Mr. Plank said he was pleased at the response-1,136 potential new members.

"It went as good as can be expected for hustling people for four hours in a park

ing lot," Mr. Plank said.

The league has also set up an "800" number, he said, which people can call to find whether they are eligible to join a credit union.

- Matt Andrejczak

If investors were caught off-guard by Coddle Creek Financial Corp.'s 62% first-quarter earnings decline, they had only themselves to blame.

The Mooresville, N.C., company reported earnings of 32 cents per share for the quarter ended March 31, compared with 84 cents a year earlier.

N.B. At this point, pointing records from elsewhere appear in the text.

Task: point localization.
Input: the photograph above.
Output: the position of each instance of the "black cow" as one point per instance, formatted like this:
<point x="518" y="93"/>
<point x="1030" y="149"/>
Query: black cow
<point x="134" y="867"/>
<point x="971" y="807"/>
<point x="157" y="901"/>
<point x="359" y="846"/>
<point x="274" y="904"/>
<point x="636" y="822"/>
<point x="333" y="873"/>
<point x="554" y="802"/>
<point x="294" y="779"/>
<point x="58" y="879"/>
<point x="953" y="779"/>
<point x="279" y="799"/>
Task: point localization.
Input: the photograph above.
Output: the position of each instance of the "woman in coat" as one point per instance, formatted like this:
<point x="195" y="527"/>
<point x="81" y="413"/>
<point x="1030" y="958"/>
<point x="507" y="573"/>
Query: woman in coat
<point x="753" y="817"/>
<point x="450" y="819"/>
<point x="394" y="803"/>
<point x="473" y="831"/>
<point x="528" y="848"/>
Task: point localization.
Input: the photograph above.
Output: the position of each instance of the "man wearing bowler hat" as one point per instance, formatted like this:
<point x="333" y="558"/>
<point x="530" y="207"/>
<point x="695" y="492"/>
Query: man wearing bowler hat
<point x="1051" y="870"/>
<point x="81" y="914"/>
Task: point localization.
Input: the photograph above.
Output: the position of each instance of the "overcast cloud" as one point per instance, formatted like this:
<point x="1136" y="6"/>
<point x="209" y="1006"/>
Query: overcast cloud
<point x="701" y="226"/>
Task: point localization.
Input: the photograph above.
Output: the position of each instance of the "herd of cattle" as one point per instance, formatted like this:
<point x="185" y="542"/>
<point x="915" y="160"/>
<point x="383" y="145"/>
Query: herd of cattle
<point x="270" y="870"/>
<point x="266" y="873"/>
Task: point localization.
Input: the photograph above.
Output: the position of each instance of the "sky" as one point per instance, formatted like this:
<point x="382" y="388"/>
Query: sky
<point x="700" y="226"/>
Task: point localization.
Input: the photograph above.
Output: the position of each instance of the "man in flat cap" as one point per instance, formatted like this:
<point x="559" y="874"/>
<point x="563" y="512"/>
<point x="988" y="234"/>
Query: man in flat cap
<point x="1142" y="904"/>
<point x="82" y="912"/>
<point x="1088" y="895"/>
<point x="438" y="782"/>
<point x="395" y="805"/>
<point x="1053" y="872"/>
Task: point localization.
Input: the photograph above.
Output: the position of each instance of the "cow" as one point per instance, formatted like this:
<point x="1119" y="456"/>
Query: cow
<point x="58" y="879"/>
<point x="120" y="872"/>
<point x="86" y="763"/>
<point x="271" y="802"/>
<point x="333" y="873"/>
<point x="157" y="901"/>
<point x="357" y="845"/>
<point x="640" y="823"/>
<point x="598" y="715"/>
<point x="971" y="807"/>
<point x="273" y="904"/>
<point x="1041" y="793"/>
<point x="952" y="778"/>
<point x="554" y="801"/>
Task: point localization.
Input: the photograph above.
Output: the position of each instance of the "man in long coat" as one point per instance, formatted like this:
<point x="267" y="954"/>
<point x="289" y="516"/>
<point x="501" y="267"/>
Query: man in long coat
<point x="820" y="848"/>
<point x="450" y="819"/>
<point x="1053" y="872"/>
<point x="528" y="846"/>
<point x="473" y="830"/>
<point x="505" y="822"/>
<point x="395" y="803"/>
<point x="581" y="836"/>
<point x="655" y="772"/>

The reduction was the result of a $400,000 charge taken by Coddle Creek to buy stock for the company's executive option plan-which was approved by shareholders in January.

Coddle Creek president George Brawley Jr. said shareholders "overwhelmingly" supported the option plan at the January special meeting. Nevertheless, he said, he has fielded calls in the last month from confused investors who are wondering why earnings fell so sharply.

Mr. Brawley has been able to calm fears by stressing that this was a one-time charge. Without it, Coddle Creek's earnings would have grown 8%, to 91 cents per share, he said.